Les dangers liés au changement climatique

Une autre inquiétude concernant le « vieillir chez soi avec son animal » est l’impact possible du changement climatique - et ses implications pour la santé.

Le réchauffement climatique amenant plus d’épisodes de canicule, d’été chauds, de sécheresses et d'inondations, le besoin se fait sentir de développer des initiatives de soutien communautaire afin d’éviter les décès dus à la chaleur chez les personnes âgées.

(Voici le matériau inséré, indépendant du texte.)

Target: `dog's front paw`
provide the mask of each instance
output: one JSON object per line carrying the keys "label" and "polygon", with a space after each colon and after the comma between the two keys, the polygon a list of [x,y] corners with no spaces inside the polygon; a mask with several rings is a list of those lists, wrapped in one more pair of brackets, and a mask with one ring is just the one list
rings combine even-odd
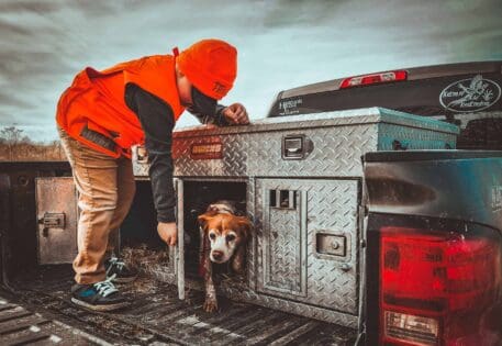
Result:
{"label": "dog's front paw", "polygon": [[205,299],[204,305],[202,306],[205,312],[213,313],[217,310],[217,301],[215,299]]}

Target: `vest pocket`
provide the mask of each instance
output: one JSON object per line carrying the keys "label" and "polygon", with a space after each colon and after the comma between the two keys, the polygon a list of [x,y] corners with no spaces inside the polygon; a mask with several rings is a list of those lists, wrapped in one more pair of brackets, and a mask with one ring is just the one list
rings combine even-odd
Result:
{"label": "vest pocket", "polygon": [[93,144],[109,150],[116,153],[116,144],[113,142],[112,138],[103,134],[103,130],[99,129],[100,131],[97,131],[98,126],[92,124],[91,122],[88,122],[86,125],[83,125],[82,130],[80,131],[80,136],[89,142],[92,142]]}

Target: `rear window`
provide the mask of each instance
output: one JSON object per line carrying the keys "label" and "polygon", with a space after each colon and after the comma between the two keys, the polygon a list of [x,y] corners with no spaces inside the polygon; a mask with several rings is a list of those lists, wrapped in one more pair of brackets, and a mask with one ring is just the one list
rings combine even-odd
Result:
{"label": "rear window", "polygon": [[268,116],[382,107],[459,125],[458,148],[502,149],[501,114],[489,115],[502,111],[501,86],[500,72],[387,82],[279,98]]}

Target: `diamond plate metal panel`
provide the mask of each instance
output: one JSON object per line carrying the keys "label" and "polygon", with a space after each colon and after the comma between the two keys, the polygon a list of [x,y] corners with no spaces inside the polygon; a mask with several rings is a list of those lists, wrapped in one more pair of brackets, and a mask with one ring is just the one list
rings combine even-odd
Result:
{"label": "diamond plate metal panel", "polygon": [[[282,158],[288,135],[312,143],[304,159]],[[174,175],[248,182],[247,213],[256,236],[248,244],[246,284],[222,283],[230,298],[355,326],[360,157],[392,149],[394,141],[409,149],[455,148],[457,135],[454,125],[378,108],[265,119],[248,126],[199,126],[175,133]],[[193,155],[194,145],[214,143],[211,148],[221,153]],[[146,177],[145,159],[137,159],[143,155],[133,155],[135,175]],[[268,189],[300,191],[300,209],[270,212],[265,208]],[[317,234],[342,239],[341,255],[319,254]],[[153,271],[170,282],[176,278],[172,270]]]}
{"label": "diamond plate metal panel", "polygon": [[280,209],[268,207],[271,201],[267,188],[261,192],[266,203],[263,207],[263,263],[259,264],[264,282],[259,289],[306,297],[305,209],[301,203],[305,196],[297,193],[295,209]]}
{"label": "diamond plate metal panel", "polygon": [[[312,142],[312,153],[302,160],[283,159],[282,138],[299,134]],[[187,129],[175,133],[172,157],[179,177],[359,177],[360,156],[392,149],[394,139],[409,149],[454,148],[457,134],[458,127],[440,121],[373,108]],[[193,145],[215,142],[221,143],[221,158],[191,156]],[[134,171],[146,176],[145,160],[134,159]]]}
{"label": "diamond plate metal panel", "polygon": [[[294,211],[270,208],[270,190],[301,191],[306,203],[297,203],[299,209]],[[358,180],[257,179],[256,191],[256,219],[261,220],[256,225],[257,288],[265,293],[357,313]],[[270,209],[282,215],[269,217]],[[302,213],[306,227],[301,225]],[[349,239],[345,256],[320,256],[315,244],[319,232]],[[303,283],[308,294],[300,297]]]}

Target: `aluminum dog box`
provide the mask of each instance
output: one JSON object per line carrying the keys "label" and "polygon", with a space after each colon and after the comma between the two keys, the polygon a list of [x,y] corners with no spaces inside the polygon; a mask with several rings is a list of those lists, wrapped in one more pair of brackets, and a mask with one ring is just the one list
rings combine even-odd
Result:
{"label": "aluminum dog box", "polygon": [[[220,289],[236,300],[354,327],[360,309],[361,155],[455,148],[457,135],[454,125],[379,108],[177,131],[179,248],[176,261],[153,271],[169,282],[177,278],[182,297],[180,254],[194,246],[183,242],[194,234],[187,221],[194,198],[183,190],[196,182],[241,182],[255,225],[247,278],[224,280]],[[147,176],[143,156],[135,150],[140,179]]]}

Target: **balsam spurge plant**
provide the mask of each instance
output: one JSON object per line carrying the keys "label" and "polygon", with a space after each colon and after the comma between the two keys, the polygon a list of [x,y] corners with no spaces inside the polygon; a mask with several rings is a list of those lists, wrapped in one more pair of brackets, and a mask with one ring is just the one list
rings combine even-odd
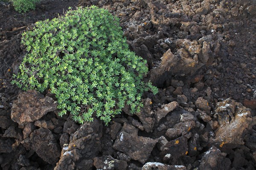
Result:
{"label": "balsam spurge plant", "polygon": [[36,3],[40,0],[12,0],[14,9],[19,13],[26,12],[31,9],[35,9]]}
{"label": "balsam spurge plant", "polygon": [[129,50],[118,19],[93,6],[35,23],[23,32],[28,52],[13,84],[24,90],[47,89],[55,95],[59,113],[75,121],[92,121],[93,114],[106,124],[125,104],[140,111],[143,93],[157,89],[143,81],[146,61]]}

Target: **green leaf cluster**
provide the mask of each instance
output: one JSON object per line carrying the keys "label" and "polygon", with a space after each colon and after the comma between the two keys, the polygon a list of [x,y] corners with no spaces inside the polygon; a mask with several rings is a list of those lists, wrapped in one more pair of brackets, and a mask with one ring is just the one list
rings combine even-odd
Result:
{"label": "green leaf cluster", "polygon": [[50,89],[59,115],[68,112],[80,123],[94,114],[107,124],[125,104],[139,112],[143,93],[157,89],[143,81],[146,61],[129,50],[118,20],[92,6],[36,23],[23,34],[28,53],[12,84],[24,90]]}
{"label": "green leaf cluster", "polygon": [[25,13],[35,9],[36,3],[40,0],[12,0],[14,9],[19,13]]}

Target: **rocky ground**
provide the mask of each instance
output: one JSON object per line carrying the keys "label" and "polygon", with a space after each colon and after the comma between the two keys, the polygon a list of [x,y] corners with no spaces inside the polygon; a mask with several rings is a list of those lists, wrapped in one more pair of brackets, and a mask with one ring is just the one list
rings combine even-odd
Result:
{"label": "rocky ground", "polygon": [[[10,84],[21,32],[91,5],[118,16],[148,61],[145,81],[160,89],[108,126],[60,118],[50,95]],[[45,0],[19,14],[0,2],[0,169],[255,169],[255,9],[253,0]]]}

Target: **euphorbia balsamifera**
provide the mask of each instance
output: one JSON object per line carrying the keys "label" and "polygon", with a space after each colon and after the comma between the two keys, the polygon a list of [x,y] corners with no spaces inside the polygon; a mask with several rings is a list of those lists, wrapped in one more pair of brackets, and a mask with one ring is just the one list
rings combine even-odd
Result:
{"label": "euphorbia balsamifera", "polygon": [[12,83],[24,90],[50,89],[60,116],[68,112],[83,123],[95,114],[107,124],[125,104],[140,112],[144,92],[157,92],[143,81],[146,61],[129,50],[118,19],[107,10],[70,10],[22,35],[27,53]]}

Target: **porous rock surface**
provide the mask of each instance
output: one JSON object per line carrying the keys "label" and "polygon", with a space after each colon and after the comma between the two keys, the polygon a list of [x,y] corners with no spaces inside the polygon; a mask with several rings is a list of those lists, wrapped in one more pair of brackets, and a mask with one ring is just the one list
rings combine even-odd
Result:
{"label": "porous rock surface", "polygon": [[[26,52],[23,31],[92,5],[119,17],[130,49],[147,61],[144,81],[160,88],[143,94],[140,113],[125,108],[108,126],[60,117],[50,96],[10,83]],[[254,170],[256,5],[46,0],[24,18],[0,2],[0,169]]]}

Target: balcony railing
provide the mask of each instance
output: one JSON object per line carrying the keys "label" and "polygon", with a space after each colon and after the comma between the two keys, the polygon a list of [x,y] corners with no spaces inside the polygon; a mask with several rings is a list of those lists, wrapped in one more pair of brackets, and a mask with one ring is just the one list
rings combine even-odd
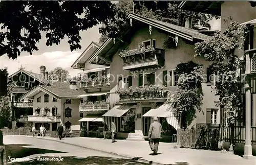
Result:
{"label": "balcony railing", "polygon": [[33,108],[33,103],[26,103],[26,102],[13,102],[12,103],[12,106],[20,108]]}
{"label": "balcony railing", "polygon": [[81,104],[79,107],[79,111],[88,112],[88,111],[105,111],[109,110],[109,105],[106,104]]}
{"label": "balcony railing", "polygon": [[13,88],[12,92],[26,93],[32,88],[32,87],[15,87]]}
{"label": "balcony railing", "polygon": [[28,121],[28,116],[20,117],[19,119],[18,119],[18,121],[19,122],[27,122]]}
{"label": "balcony railing", "polygon": [[123,57],[123,69],[164,65],[164,50],[155,50]]}
{"label": "balcony railing", "polygon": [[59,116],[50,116],[49,115],[29,115],[29,122],[60,122],[60,118]]}
{"label": "balcony railing", "polygon": [[92,87],[104,87],[110,85],[109,80],[94,81],[81,83],[81,88],[90,88]]}
{"label": "balcony railing", "polygon": [[156,90],[133,93],[119,93],[120,101],[147,101],[149,100],[163,101],[167,99],[167,92],[168,91],[165,90]]}

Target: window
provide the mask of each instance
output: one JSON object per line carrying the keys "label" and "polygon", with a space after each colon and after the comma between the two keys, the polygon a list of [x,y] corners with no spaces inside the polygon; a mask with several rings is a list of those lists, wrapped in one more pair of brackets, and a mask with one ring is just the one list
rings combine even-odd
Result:
{"label": "window", "polygon": [[70,123],[69,121],[68,121],[65,123],[65,130],[70,130],[71,127],[71,123]]}
{"label": "window", "polygon": [[49,102],[49,95],[45,94],[45,103]]}
{"label": "window", "polygon": [[39,116],[40,115],[40,111],[41,110],[41,108],[40,107],[38,107],[37,109],[35,110],[35,114],[36,115]]}
{"label": "window", "polygon": [[132,133],[135,131],[135,109],[131,109],[118,120],[120,132]]}
{"label": "window", "polygon": [[41,97],[39,97],[39,98],[37,98],[36,102],[37,103],[40,103],[41,102]]}
{"label": "window", "polygon": [[206,123],[218,124],[218,109],[206,109]]}
{"label": "window", "polygon": [[154,48],[156,48],[156,45],[157,45],[157,40],[154,39],[153,39],[152,40],[152,47]]}
{"label": "window", "polygon": [[71,104],[71,99],[67,99],[66,100],[66,104]]}
{"label": "window", "polygon": [[69,107],[65,109],[65,117],[71,117],[71,111],[72,110]]}
{"label": "window", "polygon": [[57,107],[54,106],[52,108],[52,113],[53,116],[56,116],[57,115]]}

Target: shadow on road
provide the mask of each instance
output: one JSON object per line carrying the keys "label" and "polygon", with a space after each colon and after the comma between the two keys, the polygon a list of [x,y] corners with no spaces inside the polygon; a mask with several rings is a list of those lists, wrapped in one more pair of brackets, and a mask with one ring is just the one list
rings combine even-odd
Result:
{"label": "shadow on road", "polygon": [[22,158],[34,154],[66,153],[58,151],[42,149],[35,148],[21,147],[28,146],[33,145],[17,144],[5,145],[6,156],[10,156],[11,157]]}
{"label": "shadow on road", "polygon": [[[42,157],[42,158],[43,157]],[[113,164],[123,164],[123,165],[145,165],[148,164],[142,162],[139,162],[130,159],[121,158],[114,158],[110,157],[100,156],[89,156],[87,158],[77,158],[74,157],[64,157],[63,161],[37,161],[36,159],[30,161],[23,162],[15,162],[12,163],[13,165],[113,165]],[[180,164],[179,164],[180,165]],[[180,164],[181,165],[181,164]],[[182,164],[183,165],[183,164]]]}

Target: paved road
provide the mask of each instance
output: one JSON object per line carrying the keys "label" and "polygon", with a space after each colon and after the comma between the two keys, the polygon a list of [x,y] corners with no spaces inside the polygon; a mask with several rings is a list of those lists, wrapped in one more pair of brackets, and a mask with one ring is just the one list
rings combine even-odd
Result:
{"label": "paved road", "polygon": [[[145,164],[132,160],[123,159],[114,155],[86,149],[57,142],[44,140],[37,137],[31,138],[8,135],[4,137],[4,144],[7,146],[6,149],[7,162],[11,161],[11,158],[26,157],[31,159],[37,157],[38,156],[41,157],[55,156],[56,157],[60,156],[64,157],[63,162],[61,163],[61,162],[54,162],[55,164],[79,164],[81,163],[81,164],[95,165]],[[9,156],[8,157],[8,156]],[[71,159],[70,157],[86,158]],[[67,162],[67,161],[68,162]],[[65,161],[65,163],[64,161]],[[49,161],[40,162],[40,164],[44,163],[52,164],[53,162]],[[26,164],[28,164],[28,162],[26,163]],[[31,164],[34,164],[31,163]]]}

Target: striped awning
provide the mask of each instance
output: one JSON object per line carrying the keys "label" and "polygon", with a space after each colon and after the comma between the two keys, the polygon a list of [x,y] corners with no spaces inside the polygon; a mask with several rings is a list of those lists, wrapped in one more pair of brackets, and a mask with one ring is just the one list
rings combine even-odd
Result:
{"label": "striped awning", "polygon": [[87,115],[78,121],[79,122],[103,122],[103,118],[101,116]]}
{"label": "striped awning", "polygon": [[116,105],[112,109],[108,111],[102,116],[111,116],[120,117],[132,108],[136,108],[136,106],[134,104],[122,104]]}
{"label": "striped awning", "polygon": [[91,92],[91,93],[88,93],[86,94],[83,94],[81,95],[79,95],[77,97],[85,97],[87,96],[101,96],[103,95],[106,95],[109,93],[109,92],[106,92],[106,91],[100,91],[100,92]]}
{"label": "striped awning", "polygon": [[139,72],[147,72],[147,71],[152,71],[152,70],[158,70],[158,69],[163,69],[165,67],[165,66],[156,66],[156,67],[150,67],[150,68],[143,68],[143,69],[136,69],[135,70],[132,70],[130,71],[130,73],[139,73]]}
{"label": "striped awning", "polygon": [[247,25],[247,24],[254,24],[254,23],[256,23],[256,19],[252,19],[252,20],[244,22],[244,23],[242,23],[241,24],[240,24],[240,25],[242,26],[242,25]]}
{"label": "striped awning", "polygon": [[170,106],[167,104],[157,105],[143,114],[142,117],[166,117],[170,114]]}
{"label": "striped awning", "polygon": [[94,69],[89,69],[89,70],[86,70],[83,72],[80,72],[79,74],[87,74],[89,73],[91,73],[91,72],[100,72],[102,70],[104,70],[108,68],[110,68],[110,66],[108,67],[98,67]]}

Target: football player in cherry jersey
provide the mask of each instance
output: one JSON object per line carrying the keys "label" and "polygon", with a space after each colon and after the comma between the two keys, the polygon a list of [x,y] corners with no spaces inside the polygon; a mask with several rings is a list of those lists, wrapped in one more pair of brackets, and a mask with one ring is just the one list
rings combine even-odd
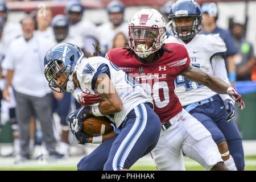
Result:
{"label": "football player in cherry jersey", "polygon": [[110,49],[105,57],[133,77],[154,101],[162,127],[158,144],[151,152],[158,169],[185,170],[184,152],[207,170],[228,170],[210,133],[182,108],[174,93],[174,82],[181,75],[218,93],[229,94],[241,109],[245,107],[242,96],[219,77],[191,66],[184,46],[163,44],[166,26],[157,10],[138,11],[129,29],[129,48]]}
{"label": "football player in cherry jersey", "polygon": [[[169,17],[173,22],[171,27],[175,36],[168,37],[164,43],[184,45],[191,65],[230,84],[224,59],[225,44],[218,34],[197,34],[201,30],[202,19],[200,8],[195,3],[191,0],[179,0],[172,5]],[[182,76],[177,77],[175,82],[175,92],[183,107],[210,131],[228,168],[243,169],[242,138],[232,120],[234,117],[234,101],[228,95],[218,95]]]}

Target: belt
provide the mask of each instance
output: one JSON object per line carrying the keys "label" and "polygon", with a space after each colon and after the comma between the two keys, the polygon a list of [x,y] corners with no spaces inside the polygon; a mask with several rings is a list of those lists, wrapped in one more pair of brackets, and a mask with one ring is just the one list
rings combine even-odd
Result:
{"label": "belt", "polygon": [[162,123],[162,129],[163,130],[166,130],[168,129],[171,126],[174,125],[174,123],[171,120],[167,121],[165,122]]}
{"label": "belt", "polygon": [[207,104],[207,103],[208,103],[208,102],[212,102],[212,101],[213,101],[213,97],[210,97],[209,98],[206,99],[205,100],[201,101],[200,102],[192,103],[192,104],[187,105],[187,106],[184,106],[183,108],[185,109],[185,110],[186,111],[189,112],[191,110],[194,109],[195,108],[197,107],[198,106],[200,106],[200,105],[203,105],[204,104]]}

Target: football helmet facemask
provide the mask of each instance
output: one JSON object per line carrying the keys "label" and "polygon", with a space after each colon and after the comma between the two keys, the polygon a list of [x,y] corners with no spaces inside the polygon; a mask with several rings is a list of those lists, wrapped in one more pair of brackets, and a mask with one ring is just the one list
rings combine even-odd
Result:
{"label": "football helmet facemask", "polygon": [[[201,30],[202,15],[200,9],[199,5],[193,0],[179,0],[172,6],[168,18],[172,21],[171,27],[175,36],[187,40]],[[177,26],[175,19],[181,17],[192,18],[192,24]]]}
{"label": "football helmet facemask", "polygon": [[54,35],[57,42],[60,42],[65,40],[68,35],[68,20],[63,15],[55,16],[51,22],[53,29]]}
{"label": "football helmet facemask", "polygon": [[164,18],[156,10],[143,9],[137,13],[129,25],[129,47],[139,57],[158,51],[166,39]]}
{"label": "football helmet facemask", "polygon": [[[83,57],[82,50],[71,43],[57,44],[48,51],[44,56],[44,75],[51,89],[57,92],[73,92],[73,75]],[[65,80],[59,84],[60,76]]]}

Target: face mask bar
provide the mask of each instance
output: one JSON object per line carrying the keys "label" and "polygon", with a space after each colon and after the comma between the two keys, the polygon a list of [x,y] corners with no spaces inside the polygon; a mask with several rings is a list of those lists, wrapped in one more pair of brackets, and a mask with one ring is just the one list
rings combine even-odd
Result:
{"label": "face mask bar", "polygon": [[[144,52],[154,51],[156,49],[155,45],[160,43],[162,34],[159,36],[159,28],[130,26],[129,29],[129,41],[133,45],[131,48],[134,51]],[[151,45],[149,45],[150,42]]]}
{"label": "face mask bar", "polygon": [[[59,64],[62,64],[62,68],[60,68]],[[58,60],[53,60],[49,61],[44,75],[49,82],[49,86],[52,90],[59,93],[64,92],[65,91],[64,86],[68,81],[68,76],[70,73],[69,73],[68,75],[66,76],[65,74],[64,73],[65,70],[65,68],[64,67],[63,61]],[[59,85],[56,82],[57,78],[61,75],[65,80],[62,85]]]}

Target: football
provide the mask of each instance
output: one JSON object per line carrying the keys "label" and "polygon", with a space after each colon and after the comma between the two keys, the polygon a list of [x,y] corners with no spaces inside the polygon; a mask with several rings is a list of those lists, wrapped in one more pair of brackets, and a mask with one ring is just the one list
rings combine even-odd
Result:
{"label": "football", "polygon": [[113,130],[111,123],[105,117],[90,117],[83,121],[82,131],[90,136],[102,135]]}

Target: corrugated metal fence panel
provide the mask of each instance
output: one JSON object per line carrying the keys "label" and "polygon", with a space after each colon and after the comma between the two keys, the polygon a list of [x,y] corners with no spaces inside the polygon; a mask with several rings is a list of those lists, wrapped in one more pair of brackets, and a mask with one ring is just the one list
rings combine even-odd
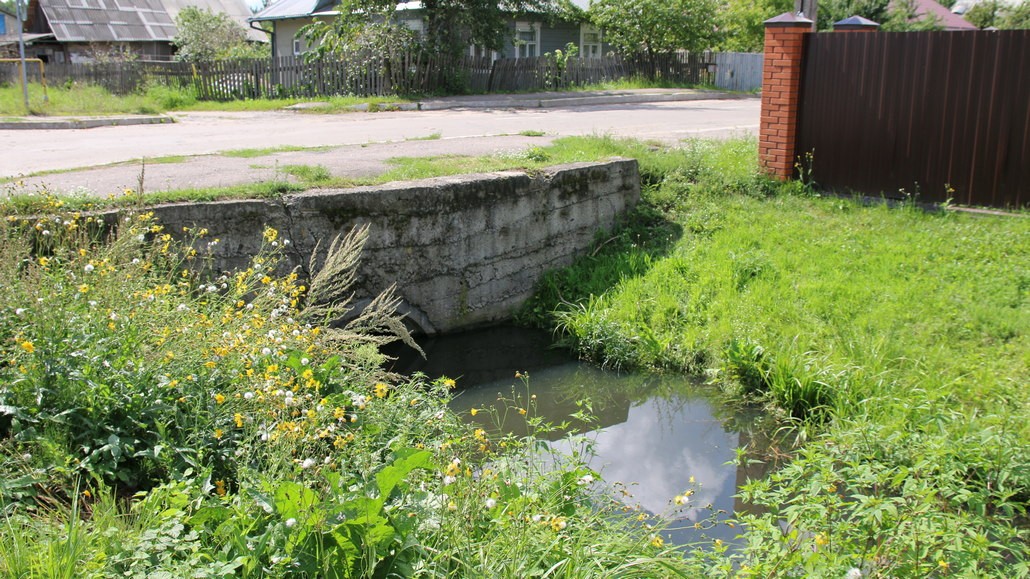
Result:
{"label": "corrugated metal fence panel", "polygon": [[761,53],[715,55],[715,86],[724,91],[757,91],[762,88]]}
{"label": "corrugated metal fence panel", "polygon": [[826,189],[1030,204],[1030,31],[811,36],[796,154]]}

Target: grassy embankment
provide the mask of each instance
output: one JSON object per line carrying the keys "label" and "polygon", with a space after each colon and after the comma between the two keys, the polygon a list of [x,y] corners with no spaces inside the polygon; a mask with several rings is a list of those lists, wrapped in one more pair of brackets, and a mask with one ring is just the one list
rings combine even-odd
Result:
{"label": "grassy embankment", "polygon": [[103,229],[0,222],[0,576],[689,575],[581,458],[530,459],[529,401],[505,436],[447,409],[453,381],[385,374],[389,299],[322,327],[359,235],[305,287],[271,229],[226,274],[202,229]]}
{"label": "grassy embankment", "polygon": [[647,203],[526,316],[598,363],[705,373],[792,429],[794,459],[743,490],[769,512],[742,517],[734,560],[1030,573],[1030,222],[769,183],[753,142],[611,148],[641,159]]}
{"label": "grassy embankment", "polygon": [[[100,87],[74,84],[70,88],[48,87],[48,102],[43,100],[39,84],[29,86],[29,108],[32,114],[91,116],[105,114],[158,114],[171,111],[203,110],[278,110],[310,99],[243,99],[237,101],[202,101],[188,90],[150,87],[145,92],[112,95]],[[336,113],[354,110],[356,105],[370,107],[408,102],[402,97],[332,97],[319,99],[324,106],[304,112]],[[0,117],[24,116],[25,98],[21,84],[0,87]]]}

La vulnérabilité des personnes âgées à l’extrême chaleur est un phénomène largement documenté, et augmente chez ceux qui souffrent de plus d’une maladie ainsi que pour ceux qui sont socialement isolés.

De nombreuses personnes âgées décident de demeurer chez eux dans une maison surchauffée plutôt que de se rendre dans un centre climatisé sans leur animal, particulièrement s’ils n’ont pas d’option alternative pour prendre soin dudit animal. En fournissant des climatiseurs aux personnes âgées au revenu trop faible pour se le payer, on pourrait soulager leur inquiétude par rapport à la chaleur tout en leur permettant de rester avec leur animal.

Des gens s’enfuient à l’approche d’un feu de forêt. Certains d’entre eux en serrant leurs animaux dans leurs bras tout en abandonnant leurs véhicules lors de l’incendie du Camp Fire qui a ravagé la ville de Paradise en Californie, le 8 novembre 2018. (AP Photo/Noah Berger)

Tout plan visant à aider les personnes âgées à faire face aux risques liés au changement climatique devrait prendre en compte le fait que certaines ont choisi de ne pas évacuer leur domicile malgré des événements climatiques dangereux car ils ne pouvaient pas emmener leur animal. L’obéissance aux consignes d’évacuation serait accrue si des programmes gouvernementaux étaient mis en place pour faire vacciner les animaux et évacuer les personnes âgées avec leur animal afin qu’elles puissent se rendre avec eux dans les centres d’accueil d’urgence.

Aux États-Unis de nouvelles mesures de planification et de préparation aux désastres ont été mises en place afin d’intervenir et de sauver les animaux de compagnie. En permettant l’évacuation des animaux afin de les réunir avec leurs maîtres, on peut exercer une influence positive sur la santé mentale à la suite de cataclysmes.

L’intégration des nouvelles initiatives dans le cadre des organisations communautaires afin d’aider les personnes âgées à prendre soin des animaux qui partagent leur vie serait une condition gagnante pour tous car elle permettrait l’amélioration du bien-être et pourrait diminuer les coûts de santé à long terme.